Depuis que l’Humanité avait accédé à l’espace, des batteries de télescopes n’avaient cessé d’observer l’étoile MarcheArrêt. On savait depuis des siècles qu’une planète de la taille de la Terre et dont la signature chimique indiquait la présence de la vie tournait autour de l’étoile. Si MarcheArrêt avait été une étoile normale, cette planète aurait pu être un monde tout à fait agréable et non la boule de neige gelée qu’elle était la plupart du temps. Il n’y avait pas d’autres corps planétaires dans le système de MarcheArrêt, et les premiers astronomes avaient confirmé que l’unique planète du système était dépourvue de tout satellite. Pas d’autres planètes terrestres, pas de géantes gazeuses, pas d’astéroïdes… et pas de nuage cométaire.
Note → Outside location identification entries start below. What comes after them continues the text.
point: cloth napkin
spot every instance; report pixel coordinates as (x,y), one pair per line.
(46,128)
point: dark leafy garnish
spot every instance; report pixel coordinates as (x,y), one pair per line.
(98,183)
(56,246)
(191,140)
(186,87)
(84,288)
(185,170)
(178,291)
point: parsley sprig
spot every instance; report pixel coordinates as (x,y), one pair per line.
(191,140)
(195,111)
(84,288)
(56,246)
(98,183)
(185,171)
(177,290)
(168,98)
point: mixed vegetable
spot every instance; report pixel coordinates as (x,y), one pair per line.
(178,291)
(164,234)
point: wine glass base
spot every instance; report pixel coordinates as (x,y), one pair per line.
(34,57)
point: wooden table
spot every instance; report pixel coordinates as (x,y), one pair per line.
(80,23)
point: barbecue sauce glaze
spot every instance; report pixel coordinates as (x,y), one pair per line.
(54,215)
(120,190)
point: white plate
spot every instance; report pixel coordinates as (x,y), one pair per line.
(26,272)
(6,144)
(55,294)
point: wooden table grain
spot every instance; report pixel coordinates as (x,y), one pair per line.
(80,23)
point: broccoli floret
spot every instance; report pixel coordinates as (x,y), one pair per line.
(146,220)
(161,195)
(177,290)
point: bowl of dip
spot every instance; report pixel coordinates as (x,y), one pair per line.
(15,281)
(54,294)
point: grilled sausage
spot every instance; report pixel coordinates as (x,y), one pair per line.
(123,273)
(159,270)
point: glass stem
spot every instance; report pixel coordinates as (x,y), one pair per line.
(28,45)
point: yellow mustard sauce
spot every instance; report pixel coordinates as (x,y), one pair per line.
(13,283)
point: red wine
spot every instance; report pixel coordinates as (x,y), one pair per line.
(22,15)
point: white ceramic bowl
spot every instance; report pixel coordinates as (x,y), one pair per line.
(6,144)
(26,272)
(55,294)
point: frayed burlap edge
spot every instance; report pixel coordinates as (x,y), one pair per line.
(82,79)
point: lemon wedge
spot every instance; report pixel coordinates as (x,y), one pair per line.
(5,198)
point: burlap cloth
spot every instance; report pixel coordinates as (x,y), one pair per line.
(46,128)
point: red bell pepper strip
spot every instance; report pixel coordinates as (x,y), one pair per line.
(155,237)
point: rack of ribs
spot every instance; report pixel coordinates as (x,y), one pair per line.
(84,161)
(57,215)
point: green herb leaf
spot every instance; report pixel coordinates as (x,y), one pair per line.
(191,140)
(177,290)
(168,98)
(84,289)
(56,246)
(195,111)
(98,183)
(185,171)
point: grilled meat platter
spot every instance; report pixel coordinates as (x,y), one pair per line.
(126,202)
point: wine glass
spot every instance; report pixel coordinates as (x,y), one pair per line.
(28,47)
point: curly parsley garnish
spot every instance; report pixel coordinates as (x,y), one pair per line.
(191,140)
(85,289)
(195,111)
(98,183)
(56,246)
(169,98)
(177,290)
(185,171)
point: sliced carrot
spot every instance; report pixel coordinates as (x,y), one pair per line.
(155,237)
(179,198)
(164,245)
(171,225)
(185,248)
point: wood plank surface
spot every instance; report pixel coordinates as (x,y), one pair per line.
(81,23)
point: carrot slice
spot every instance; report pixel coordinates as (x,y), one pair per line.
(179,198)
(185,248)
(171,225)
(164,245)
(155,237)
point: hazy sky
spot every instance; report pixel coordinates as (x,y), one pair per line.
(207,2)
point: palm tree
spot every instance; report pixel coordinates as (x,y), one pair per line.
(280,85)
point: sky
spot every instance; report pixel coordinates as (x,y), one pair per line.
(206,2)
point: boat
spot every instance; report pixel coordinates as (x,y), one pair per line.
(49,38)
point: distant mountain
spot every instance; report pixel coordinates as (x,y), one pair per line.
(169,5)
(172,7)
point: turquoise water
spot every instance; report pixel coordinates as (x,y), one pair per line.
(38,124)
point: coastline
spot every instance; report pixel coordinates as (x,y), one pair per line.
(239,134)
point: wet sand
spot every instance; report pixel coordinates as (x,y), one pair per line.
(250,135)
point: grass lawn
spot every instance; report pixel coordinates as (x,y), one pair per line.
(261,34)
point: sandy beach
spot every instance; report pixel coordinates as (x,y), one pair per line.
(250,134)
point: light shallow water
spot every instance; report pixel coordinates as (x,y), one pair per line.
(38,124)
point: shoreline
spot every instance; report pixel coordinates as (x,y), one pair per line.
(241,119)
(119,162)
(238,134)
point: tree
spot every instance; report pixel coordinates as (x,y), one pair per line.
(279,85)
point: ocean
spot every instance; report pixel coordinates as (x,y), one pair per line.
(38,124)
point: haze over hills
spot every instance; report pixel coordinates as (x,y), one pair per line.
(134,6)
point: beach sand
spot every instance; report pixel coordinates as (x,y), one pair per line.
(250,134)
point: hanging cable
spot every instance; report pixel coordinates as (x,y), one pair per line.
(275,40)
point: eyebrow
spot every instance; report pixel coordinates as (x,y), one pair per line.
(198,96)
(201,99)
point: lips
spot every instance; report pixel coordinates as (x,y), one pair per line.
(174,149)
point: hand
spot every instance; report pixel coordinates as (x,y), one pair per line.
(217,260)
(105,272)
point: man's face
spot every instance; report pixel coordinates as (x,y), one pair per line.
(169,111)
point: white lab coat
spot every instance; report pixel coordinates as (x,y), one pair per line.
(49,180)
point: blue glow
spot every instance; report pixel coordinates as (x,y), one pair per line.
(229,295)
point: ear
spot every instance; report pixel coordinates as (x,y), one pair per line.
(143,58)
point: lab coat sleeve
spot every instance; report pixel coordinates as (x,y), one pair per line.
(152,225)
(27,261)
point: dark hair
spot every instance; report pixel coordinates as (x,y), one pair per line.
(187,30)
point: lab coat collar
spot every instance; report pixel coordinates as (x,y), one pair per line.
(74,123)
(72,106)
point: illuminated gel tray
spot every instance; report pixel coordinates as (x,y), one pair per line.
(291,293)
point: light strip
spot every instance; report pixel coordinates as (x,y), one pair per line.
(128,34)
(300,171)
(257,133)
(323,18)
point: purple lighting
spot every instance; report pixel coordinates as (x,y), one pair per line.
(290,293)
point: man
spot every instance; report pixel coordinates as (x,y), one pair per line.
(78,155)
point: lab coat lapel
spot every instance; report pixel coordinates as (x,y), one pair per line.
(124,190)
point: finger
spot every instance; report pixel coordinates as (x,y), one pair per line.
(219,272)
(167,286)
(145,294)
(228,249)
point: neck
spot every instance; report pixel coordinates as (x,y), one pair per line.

L’étoile MarcheArrêt faisait le vide autour d’elle. Ça n’avait rien d’étonnant de la part d’une variable au cycle catastrophique – et MarcheArrêt avait certainement dû être explosive dans le passé – mais alors, comment cette planète unique avait-elle pu survivre ? C’était l’une des énigmes de ce lieu.
Tout cela était connu, et on s’était préparé en conséquence. L’escadre du commandant Park avait consacré son bref séjour dans les parages à inventorier frénétiquement le système et à extraire de la planète congelée quelques kilotonnes de substances volatiles. En fait, on avait découvert quatre rochers dans le système, qu’on pouvait, dans un accès de générosité, qualifier d’astéroïdes. C’était des objets insolites, dont le plus gros avait environ deux kilomètres de longueur. Ils étaient en diamant massif. Les scientifiques trilandiens faillirent en venir aux mains en tentant d’élucider ce mystère.
Mais on ne peut pas manger des diamants, pas à l’état brut, en tout cas. Sans la mixture habituelle de substances volatiles et de minerais indigènes, l’existence de l’escadre allait effectivement être très inconfortable. Ces satanés Émergents avaient à la fois du retard et de la chance. Ils avaient apparemment moins de scientifiques et d’universitaires, des vaisseaux plus lents… mais de la quincaillerie à revendre.